Concupiscenza

inclinazione o tendenza dell'uomo a peccare

La concupiscenza è un termine che possiede diverse sfumature a seconda degli ambiti in cui viene utilizzato. Un primo significato è quello che indica la condizione umana di brama, desiderio, rivolta in particolare ai piaceri sessuali.

Il primo ad utilizzare questo termine in questo senso è Aristotele il quale sostiene che il piacere umano ha sia una connotazione spirituale sia una materiale. Il piacere pertanto può essere provato sia per un bene spirituale sia per uno «sensibile», ma, mentre nei primi solo l'anima è in grado di recepirli, nei secondi tale piacere può essere recepito sia dall'anima sia dal corpo. In questa prospettiva la concupiscenza designa il desiderio di questa seconda specie di piacere.

Nella teologia cattolica è definita concupiscenza la brama di possesso e la debolezza intrinseca della natura umana che porta l'uomo a commettere il peccato, di qualunque natura esso sia.
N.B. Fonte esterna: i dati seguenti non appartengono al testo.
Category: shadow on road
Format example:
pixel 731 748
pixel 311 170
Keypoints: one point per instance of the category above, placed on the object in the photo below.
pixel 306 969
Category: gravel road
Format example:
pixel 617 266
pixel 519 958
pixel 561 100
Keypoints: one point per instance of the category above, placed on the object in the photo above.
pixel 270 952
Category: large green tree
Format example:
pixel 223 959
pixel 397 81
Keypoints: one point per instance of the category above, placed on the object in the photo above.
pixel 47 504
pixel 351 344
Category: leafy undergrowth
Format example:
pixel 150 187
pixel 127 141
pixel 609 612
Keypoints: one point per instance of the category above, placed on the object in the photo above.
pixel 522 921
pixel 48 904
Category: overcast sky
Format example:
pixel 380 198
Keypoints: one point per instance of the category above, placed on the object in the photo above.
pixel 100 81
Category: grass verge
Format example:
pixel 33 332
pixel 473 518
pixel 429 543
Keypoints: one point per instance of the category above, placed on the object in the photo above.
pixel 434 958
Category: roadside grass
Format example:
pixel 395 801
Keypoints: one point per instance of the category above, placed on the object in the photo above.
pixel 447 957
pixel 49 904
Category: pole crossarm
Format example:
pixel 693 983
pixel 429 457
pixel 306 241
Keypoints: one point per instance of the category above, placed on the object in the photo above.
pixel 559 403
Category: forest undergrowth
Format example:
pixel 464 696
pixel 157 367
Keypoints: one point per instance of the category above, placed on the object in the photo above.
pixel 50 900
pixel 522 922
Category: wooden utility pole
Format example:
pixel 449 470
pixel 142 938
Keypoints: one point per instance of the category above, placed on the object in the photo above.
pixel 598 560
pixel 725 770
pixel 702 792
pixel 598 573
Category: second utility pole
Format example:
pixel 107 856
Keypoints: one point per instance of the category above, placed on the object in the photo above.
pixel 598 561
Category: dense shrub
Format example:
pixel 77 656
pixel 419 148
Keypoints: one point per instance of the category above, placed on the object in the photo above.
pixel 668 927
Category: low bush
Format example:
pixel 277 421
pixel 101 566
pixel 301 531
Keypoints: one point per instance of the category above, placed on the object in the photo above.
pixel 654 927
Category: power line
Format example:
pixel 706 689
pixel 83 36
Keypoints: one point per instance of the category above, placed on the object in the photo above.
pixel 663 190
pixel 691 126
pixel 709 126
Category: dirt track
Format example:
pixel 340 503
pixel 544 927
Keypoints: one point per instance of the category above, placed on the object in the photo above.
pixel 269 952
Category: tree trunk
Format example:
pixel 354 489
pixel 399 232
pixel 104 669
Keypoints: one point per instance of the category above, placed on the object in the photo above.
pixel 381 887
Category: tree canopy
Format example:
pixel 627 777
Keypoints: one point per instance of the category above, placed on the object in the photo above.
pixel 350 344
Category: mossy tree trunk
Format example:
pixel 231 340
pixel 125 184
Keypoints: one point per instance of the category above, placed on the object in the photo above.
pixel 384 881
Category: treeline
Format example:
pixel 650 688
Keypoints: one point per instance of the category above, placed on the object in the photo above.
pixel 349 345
Essa non è considerato un peccato quanto un'inclinazione verso il male, ed è considerata uno dei segni del peccato originale. Nel protestantesimo essa costituisce addirittura il peccato originale stesso, per cui l'uomo è già "condannato" alla nascita.
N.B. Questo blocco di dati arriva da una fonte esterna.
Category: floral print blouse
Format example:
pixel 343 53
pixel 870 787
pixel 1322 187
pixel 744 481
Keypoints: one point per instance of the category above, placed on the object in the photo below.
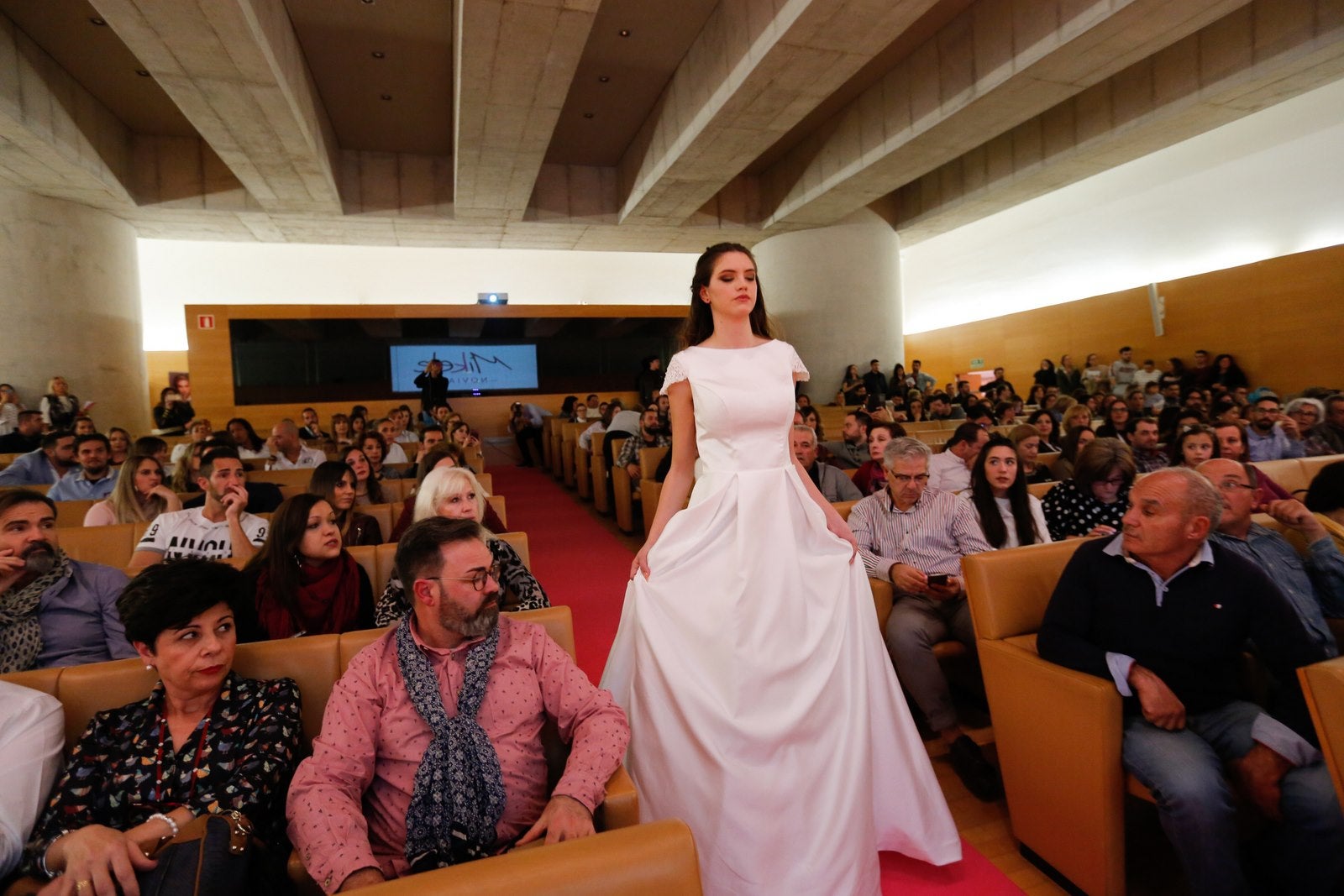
pixel 522 590
pixel 239 758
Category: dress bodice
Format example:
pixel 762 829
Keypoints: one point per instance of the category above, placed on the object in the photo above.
pixel 743 403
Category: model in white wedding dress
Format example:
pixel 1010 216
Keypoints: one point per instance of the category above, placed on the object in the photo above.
pixel 763 705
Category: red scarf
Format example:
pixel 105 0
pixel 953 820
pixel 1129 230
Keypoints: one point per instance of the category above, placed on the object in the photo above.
pixel 327 600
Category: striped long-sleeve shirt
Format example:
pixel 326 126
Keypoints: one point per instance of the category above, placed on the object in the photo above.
pixel 932 537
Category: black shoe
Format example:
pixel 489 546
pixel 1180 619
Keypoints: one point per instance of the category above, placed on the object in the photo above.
pixel 980 777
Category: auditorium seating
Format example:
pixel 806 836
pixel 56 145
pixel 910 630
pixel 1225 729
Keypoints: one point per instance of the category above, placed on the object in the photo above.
pixel 655 862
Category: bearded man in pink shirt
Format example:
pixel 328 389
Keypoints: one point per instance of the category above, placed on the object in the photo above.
pixel 430 752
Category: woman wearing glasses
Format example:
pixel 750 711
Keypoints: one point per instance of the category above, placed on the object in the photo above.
pixel 1095 501
pixel 454 492
pixel 763 703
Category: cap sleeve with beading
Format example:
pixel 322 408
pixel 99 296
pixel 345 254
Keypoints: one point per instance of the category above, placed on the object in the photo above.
pixel 676 372
pixel 799 367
Lo stesso argomento in dettaglio: Concupiscenza (Bibbia).

Nel giansenismo la concupiscenza ha assunto un ruolo centrale poiché costituisce la ragione principale della corruzione umana la quale ha origine con il peccato originale quando Adamo con la sua scelta ha rivolto verso le creature quell'amore che avrebbe dovuto rivolgere solo al Creatore. Per tale ragione secondo il giansenismo l'individuo ha una inclinazione naturale al male e solo Dio può concedere agli eletti la grazia della salvezza. Il giansenismo in tal modo si pone in forte contrasto con il Molinismo che invece sostiene la tesi della grazia sufficiente per la quale la salvezza può sempre essere raggiunta dagli uomini.